Last week, just days after winning re-election to a fifth term, Sepp Blatter placed a call to the heads of every continental confederation (at least those not in jail) to inform them that he was resigning as head of soccer’s governing body. An avalanche of negative press and communications from the major sponsors had put incredible pressure on Blatter to the point where he knew that, publicly at least, he was unable to continue as the visible head of the world’s game. In the post-resignation articles, it is noted that Blatter is weary and begrudgingly admitting that FIFA needed to be reformed without him.
However, the reality is that Blatter now has the ability to quietly control FIFA almost as much, if not more, than he did as the public head of the organization. Right now, that may not mean much with the organization under siege but it may have value in the future once the trouble starts to recede from public consciousness. How is this possible despite the intense scrutiny? Here are three reasons why Blatter can still control FIFA from within the shadows:
1. The re-election timeline is incredibly long
Based on FIFA rules and the timeline given, there will not publicly be a new leader of the international organization until December. With Domenico Scala leading the reform investigation and some members of the executive committee in place, leadership is there but none of these personalities are strong enough and untarnished enough currently to be the “new face” of FIFA. That person will probably come in the next election, but until then there may not be that strong personality to move the organization in a new direction. When delegates behind the scenes want answers, Blatter – as long as he is out of jail – is available to discuss and control.

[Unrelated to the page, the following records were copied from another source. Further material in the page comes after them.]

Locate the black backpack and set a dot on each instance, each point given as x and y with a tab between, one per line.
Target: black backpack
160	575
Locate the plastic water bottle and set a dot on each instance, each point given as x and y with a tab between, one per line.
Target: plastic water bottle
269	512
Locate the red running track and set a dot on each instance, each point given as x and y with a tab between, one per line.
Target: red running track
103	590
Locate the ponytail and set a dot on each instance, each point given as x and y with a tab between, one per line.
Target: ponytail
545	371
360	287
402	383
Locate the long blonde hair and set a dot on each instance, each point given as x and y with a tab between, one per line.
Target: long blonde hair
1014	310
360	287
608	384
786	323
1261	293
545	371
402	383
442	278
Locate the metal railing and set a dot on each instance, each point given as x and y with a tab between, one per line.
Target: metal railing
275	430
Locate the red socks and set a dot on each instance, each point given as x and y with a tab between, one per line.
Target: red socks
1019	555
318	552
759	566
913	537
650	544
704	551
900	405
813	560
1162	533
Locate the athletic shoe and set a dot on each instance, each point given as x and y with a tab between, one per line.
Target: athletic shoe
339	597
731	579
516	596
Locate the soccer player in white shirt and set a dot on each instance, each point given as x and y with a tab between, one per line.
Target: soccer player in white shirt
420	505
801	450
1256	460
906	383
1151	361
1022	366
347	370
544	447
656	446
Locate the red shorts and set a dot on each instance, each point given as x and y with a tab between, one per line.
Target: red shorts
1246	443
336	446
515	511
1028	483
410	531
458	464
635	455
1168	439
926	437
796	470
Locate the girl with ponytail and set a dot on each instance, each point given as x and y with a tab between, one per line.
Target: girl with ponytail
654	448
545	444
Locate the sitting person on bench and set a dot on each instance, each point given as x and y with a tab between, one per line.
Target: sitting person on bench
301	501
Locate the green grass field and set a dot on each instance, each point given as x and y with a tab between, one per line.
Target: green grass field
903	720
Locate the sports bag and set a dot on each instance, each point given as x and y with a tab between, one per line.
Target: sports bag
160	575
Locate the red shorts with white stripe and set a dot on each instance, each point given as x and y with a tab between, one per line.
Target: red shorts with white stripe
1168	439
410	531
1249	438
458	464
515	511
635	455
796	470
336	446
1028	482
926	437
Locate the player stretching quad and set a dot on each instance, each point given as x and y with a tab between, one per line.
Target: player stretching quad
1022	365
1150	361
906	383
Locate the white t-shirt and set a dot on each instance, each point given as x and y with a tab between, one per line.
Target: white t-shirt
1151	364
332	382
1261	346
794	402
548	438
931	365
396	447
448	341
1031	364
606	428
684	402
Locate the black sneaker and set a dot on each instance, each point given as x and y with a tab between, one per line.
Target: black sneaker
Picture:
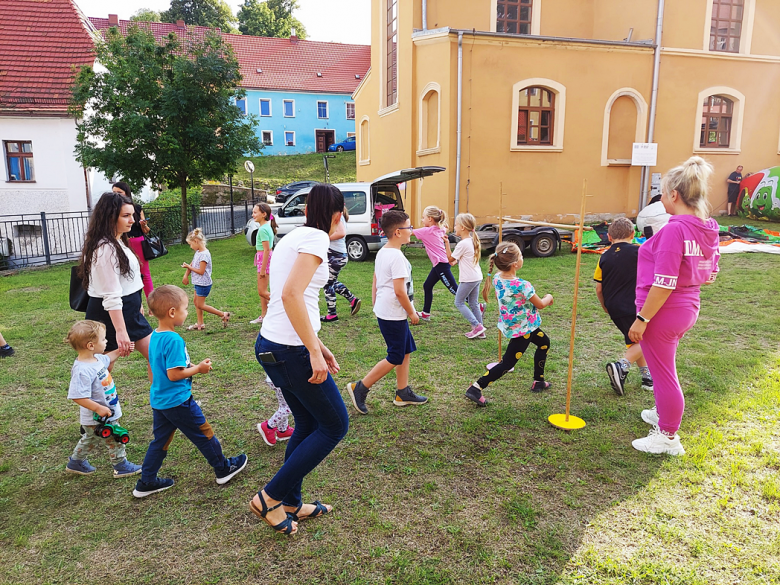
358	393
235	464
406	397
143	489
617	376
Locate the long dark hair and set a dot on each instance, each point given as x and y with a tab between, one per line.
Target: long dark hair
101	230
323	201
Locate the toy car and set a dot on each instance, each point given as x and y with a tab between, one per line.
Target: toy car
105	429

2. Blatter holds sway over a majority of the delegates
It cannot be understated that Blatter is incredibly popular outside of Europe, the U.S., and Canada. Blatter brought soccer and money to third world countries ignored politically by the major powers, and made them relevant. These delegates do not just support him, they are dedicated and thankful to him. That is why despite the major arrests just days before the FIFA election, he still won reelection with 133 votes. The criticism from the Western press doesn’t matter – he and his allies can portray that as the West once again suppressing the Third World.
3. Every nation has one vote
The Cook Islands (ranked 207 in the most recent FIFA rankings) has the same power in a presidential vote as the United States. Chad (No. 172) has the same number of votes as No. 1 Germany. Following on the previous point, a group of incredibly loyal and united federations in developing countries can band together and give a presidential contender a strong block to build from. As long as the election process allows each country one vote in an election – and it may be impossible to change that in any reform – a unifying figure can help an ally be elected.
Based on these three factors, and assuming there are no major governance changes, Blatter still has the ability to swing an election towards an ally. Here is the scenario how this could happen. Between now and December, Blatter quietly talks with his most powerful and closest allies to pick the person who would continue his vision for soccer. Envision a Dmitry Medvedev and Vladimir Putin situation; Blatter could put up a public figure that would continue his policies.
Next, Blatter and his allies gather his old voting block together around this candidate. They build a solid plurality of voters while simultaneously weakening any competitor. In December, the vote is held and the Blatter ally wins. During his term he continues the policies in place while Blatter either rehabs his image enough to make another run at a leadership position or continues to pull the strings from behind the shadows.
In an organization like FIFA, it will likely take more drastic governance changes to completely exorcise the corruption currently in place. If Scala and co. don’t have the intestinal fortitude to make the tough choices (end one nation one vote, move up the election) Blatter may still be running FIFA in a year.